Hi all,
Right now I'm planning to perform some machine learning analyses on Nanostring data, and would like to experiment coercing the data to linear by DESeq2's VST functions, as VST has been working fine with out RNA-seq data.
However, unlike limma-voom, there're few guidance for using DESeq(2) on Nanostring data. Simon Anders A: Nanostring ncounterdata - DESeq, and I haven't noticed any discussions otherwise.
So, have anyone here experienced using DESeq(2) with Nanostring counts data? And how do you process the data?
What if I just don't put in the spike-ins? And, from what you mentioned above, I guess you refer to nCounts that have not been normalized, right?
Yes, the raw counts need to be normalized, and if you have a panel of genes that are specifically chosen because they may change across samples, you need to have a set of housekeeping genes or positive spike-ins for reasonable normalization.
By "normalized" I solely mean Nanostring's own CodeSet normalization. But should I put in the positive controls only, or also the negative controls as well? From what I know, Nanostring's own guidelines no longer recommends performing background deductions.
I took a look at Nanostring's normalization guidelines, and they are essentially recommending DESeq normalization.
What I would recommend, knowing you have 768 genes measured, is to supply DESeq2 with the raw counts and to use the default normalization, so just DESeq() as normal.
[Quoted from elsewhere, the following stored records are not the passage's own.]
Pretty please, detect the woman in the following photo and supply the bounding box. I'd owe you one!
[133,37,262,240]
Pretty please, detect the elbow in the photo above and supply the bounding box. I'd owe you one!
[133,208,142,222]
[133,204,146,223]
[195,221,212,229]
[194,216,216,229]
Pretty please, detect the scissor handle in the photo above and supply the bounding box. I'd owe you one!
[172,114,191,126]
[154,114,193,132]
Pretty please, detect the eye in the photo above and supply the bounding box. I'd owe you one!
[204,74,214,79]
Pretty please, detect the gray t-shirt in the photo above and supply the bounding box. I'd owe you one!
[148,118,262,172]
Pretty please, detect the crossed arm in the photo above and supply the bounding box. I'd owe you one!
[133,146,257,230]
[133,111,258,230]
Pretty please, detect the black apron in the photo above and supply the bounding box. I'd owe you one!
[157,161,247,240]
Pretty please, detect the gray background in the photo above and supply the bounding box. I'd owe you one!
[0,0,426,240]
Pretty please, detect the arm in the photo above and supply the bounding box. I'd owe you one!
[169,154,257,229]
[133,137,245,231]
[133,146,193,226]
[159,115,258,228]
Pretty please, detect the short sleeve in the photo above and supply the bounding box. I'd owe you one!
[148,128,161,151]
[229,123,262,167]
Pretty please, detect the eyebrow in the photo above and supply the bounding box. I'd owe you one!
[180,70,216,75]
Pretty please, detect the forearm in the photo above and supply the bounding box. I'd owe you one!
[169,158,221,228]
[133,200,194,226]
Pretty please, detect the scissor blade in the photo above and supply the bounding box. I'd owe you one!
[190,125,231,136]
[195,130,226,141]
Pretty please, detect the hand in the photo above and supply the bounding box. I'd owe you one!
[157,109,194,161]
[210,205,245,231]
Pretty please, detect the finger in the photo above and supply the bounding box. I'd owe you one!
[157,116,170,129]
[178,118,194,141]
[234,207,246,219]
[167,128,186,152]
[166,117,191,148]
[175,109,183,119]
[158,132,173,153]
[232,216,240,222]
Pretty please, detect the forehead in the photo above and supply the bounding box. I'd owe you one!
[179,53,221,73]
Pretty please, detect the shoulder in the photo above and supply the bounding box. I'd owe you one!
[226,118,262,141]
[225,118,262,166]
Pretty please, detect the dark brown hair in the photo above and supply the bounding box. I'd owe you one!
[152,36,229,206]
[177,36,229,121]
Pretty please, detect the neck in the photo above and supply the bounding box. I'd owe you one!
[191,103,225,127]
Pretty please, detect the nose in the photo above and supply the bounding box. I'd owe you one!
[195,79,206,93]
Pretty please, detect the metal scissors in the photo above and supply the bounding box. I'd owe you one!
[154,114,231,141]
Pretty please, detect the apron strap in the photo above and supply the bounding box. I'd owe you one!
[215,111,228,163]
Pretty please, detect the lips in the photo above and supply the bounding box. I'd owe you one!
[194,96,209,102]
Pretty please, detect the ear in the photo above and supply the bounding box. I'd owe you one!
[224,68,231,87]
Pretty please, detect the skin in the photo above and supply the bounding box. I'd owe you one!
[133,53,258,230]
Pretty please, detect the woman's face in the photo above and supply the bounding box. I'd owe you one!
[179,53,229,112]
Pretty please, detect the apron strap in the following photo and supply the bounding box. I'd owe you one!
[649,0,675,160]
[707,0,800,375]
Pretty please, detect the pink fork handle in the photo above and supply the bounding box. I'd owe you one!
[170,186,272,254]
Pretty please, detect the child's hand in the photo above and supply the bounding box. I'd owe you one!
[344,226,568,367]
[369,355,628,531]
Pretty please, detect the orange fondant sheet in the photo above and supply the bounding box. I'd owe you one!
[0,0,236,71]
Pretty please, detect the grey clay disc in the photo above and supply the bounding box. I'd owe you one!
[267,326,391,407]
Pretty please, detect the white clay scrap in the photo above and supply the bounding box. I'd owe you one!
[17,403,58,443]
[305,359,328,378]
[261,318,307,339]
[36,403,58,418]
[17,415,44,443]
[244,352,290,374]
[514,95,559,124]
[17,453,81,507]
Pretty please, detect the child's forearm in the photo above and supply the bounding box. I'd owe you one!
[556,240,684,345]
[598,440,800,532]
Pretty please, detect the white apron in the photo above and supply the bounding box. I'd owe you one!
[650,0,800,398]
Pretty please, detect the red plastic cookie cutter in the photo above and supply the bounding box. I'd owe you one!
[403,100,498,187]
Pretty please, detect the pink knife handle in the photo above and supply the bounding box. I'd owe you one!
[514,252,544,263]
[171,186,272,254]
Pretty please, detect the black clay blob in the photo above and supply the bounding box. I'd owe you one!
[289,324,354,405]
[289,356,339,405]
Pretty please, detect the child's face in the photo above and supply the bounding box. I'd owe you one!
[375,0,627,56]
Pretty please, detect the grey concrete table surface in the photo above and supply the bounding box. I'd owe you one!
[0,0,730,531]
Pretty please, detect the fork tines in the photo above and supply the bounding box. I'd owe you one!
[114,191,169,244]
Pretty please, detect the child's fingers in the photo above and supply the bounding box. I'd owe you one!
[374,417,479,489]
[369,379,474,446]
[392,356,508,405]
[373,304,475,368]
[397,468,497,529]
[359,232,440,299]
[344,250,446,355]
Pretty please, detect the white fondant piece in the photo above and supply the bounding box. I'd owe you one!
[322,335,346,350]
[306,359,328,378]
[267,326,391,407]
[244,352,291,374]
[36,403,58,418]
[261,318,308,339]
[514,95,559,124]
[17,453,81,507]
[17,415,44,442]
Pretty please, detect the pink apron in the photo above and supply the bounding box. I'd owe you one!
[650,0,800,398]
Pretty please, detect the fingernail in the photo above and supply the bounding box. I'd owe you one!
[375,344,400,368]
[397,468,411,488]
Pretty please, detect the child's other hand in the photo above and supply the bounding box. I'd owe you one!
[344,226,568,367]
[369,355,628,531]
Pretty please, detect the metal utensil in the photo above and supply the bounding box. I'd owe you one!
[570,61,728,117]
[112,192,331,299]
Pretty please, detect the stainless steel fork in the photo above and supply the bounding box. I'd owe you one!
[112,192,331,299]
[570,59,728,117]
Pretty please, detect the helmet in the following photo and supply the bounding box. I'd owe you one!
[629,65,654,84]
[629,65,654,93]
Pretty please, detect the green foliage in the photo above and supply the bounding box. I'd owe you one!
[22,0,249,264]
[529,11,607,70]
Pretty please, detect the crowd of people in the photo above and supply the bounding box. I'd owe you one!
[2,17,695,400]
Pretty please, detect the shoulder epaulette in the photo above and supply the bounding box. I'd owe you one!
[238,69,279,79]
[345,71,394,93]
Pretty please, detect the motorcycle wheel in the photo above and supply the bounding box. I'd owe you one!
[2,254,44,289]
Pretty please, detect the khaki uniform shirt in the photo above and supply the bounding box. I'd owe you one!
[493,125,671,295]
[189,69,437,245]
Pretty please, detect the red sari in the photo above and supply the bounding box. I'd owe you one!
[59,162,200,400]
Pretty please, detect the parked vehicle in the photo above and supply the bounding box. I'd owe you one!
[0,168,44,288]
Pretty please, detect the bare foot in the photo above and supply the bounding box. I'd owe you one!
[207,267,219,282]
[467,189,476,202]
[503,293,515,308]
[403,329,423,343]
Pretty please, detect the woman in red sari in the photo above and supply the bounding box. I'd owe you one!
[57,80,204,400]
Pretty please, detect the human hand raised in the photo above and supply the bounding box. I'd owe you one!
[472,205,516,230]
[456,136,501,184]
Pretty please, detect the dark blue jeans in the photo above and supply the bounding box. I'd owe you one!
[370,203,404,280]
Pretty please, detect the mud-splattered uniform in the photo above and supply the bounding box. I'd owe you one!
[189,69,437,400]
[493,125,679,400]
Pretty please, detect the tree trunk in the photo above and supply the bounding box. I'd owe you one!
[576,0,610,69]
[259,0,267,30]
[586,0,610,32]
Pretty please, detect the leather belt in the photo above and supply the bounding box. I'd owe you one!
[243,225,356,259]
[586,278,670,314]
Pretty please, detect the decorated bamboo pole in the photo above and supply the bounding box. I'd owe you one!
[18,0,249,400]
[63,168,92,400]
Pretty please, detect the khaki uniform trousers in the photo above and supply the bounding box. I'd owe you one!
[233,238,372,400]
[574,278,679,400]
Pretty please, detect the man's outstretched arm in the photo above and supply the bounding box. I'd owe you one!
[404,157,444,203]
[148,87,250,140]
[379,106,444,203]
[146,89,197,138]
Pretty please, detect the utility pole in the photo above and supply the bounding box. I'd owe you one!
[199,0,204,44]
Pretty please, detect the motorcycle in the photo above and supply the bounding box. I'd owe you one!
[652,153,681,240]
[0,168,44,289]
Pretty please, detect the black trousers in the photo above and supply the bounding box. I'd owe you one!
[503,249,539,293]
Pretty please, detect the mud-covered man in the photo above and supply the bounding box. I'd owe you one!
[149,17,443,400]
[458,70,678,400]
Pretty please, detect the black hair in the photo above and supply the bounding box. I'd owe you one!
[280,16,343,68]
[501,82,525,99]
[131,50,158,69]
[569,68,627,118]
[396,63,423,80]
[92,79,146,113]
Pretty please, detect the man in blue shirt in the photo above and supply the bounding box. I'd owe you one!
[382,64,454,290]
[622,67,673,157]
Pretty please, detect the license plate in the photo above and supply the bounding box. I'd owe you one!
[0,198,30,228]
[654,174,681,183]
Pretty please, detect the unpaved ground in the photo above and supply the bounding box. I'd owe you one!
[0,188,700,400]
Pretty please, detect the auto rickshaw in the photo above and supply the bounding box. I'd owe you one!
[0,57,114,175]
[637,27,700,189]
My concern with Nanostring counts is that sometimes people are only looking at a small subset of genes (say 100-200) known to be DE across samples, and in that case I'd really prefer if there were known housekeeping genes included on the panel. Housekeeping is better than positive controls, which is better than nothing in my opinion, in this case with a small panel. But with 768 genes -- James is correct -- you can probably identify the per-sample size factors using the default DESeq2 steps.
What I would recommend is, after doing the standard DESeq2 analysis, make an MA plot and draw the positive controls just to see where they fall:
I updated this comment, earlier I didn't have code for selecting the positive controls.
Another thing to consider is the number of probes in your codeset. With the smaller, more directed codesets there is always the possibility that most if not all of them are being affected by the experimental conditions. However, as you get into the larger codesets this may be less true, and you may be able to use the conventional assumptions for RNA-Seq data.
The devil, as always, is in the details, and whatever assumptions you make have to be backed up by various types of exploratory data analysis. In my experience, once you get past maybe 350-400 genes in the codeset, you can start thinking that maybe the usual RNA-Seq normalizations are applicable.
The number of probesets is not an issue; this project involves more than one complete set (of 768 "Endogenous" probes).